Relapsed/Refractory HER2+ MBC Treatment Decisions


Options available to treat patients with HER2-positive metastatic breast cancer following frontline therapy with T-DM1.

Lisa A. Carey, MD, FASCO: Let’s talk about the adjuvant setting and T-DM1 [trastuzumab emtansine] use. You have a patient who has residual disease, they get trastuzumab emtansine, and then they relapse. Do you skip trastuzumab emtansine in your second-line algorithm for patients who relapsed after trastuzumab emtansine, or only if they relapsed quickly or during treatment? Tell me how you guys approach those patients because we’re all facing them now.

Lee S. Schwartzberg, MD, FACP: For early relapse, I would skip and use the general principles we use for other subsets. However, if the patient’s exposure was greater than 12-months, I’d be comfortable reinitiating it in the second-line. The same goes for taxanes, adapting that principle we use, for example, in triple negative breast cancer.

Lisa A. Carey, MD, FASCO: Anybody else? Does that sound reasonable?

Reshma Mahtani, DO: I would agree. I think we’re going to increasingly start seeing these patients. We had the approval of trastuzumab emtansine in the adjuvant setting based on the KATHERINE trial in May of 2019, and as we get further away and start seeing these patients who have completed the year, we’re going to see more of these patients. We don’t have any direct data to point to in terms of what the best strategy is, but I agree with Lee’s comment of utilizing that 12-month period as the line in the sand.

Lisa A. Carey, MD, FASCO: Terrific.

Vijayakrishna Gadi, MD, PhD: I am probably not going to do a lot of trastuzumab emtansine recycling for complicated reasons. But I’m very open to recycling H and P [trastuzumab and pertuzumab], especially in ER-positive disease where we may not have had cotargeting with endocrine therapy for long enough, etc. So if there’s been a nice interval, I might use that. But the trastuzumab emtansine, to me, is a little less clear, and I might end up moving more quickly to other options, whether it’s tucatinib or even trastuzumab deruxtecan in that setting.

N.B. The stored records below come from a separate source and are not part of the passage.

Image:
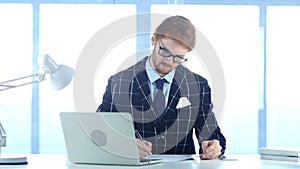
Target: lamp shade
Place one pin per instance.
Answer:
(60, 75)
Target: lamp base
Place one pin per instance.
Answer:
(12, 160)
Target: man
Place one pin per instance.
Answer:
(167, 101)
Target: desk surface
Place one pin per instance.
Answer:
(59, 161)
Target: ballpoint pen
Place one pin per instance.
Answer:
(137, 133)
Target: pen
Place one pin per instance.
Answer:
(137, 133)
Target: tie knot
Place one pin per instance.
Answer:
(160, 83)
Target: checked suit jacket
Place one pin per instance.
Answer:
(172, 131)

Lisa A. Carey, MD, FASCO: Would you never use trastuzumab emtansine, or you might sequence it later?

Vijayakrishna Gadi, MD, PhD: I might think about it later. But again, we have so many trials, so many options, and for some reason, I’m not sure that recycling the trastuzumab emtansine makes a lot of sense. I might be in the minority on this.

Lisa A. Carey, MD, FASCO: Yes.

Reshma Mahtani, DO: A clinical trial is always the right answer.

Lisa A. Carey, MD, FASCO: Yes, my own habit isn’t to avoid trastuzumab emtansine, but if there’s a short interval, to probably move it back.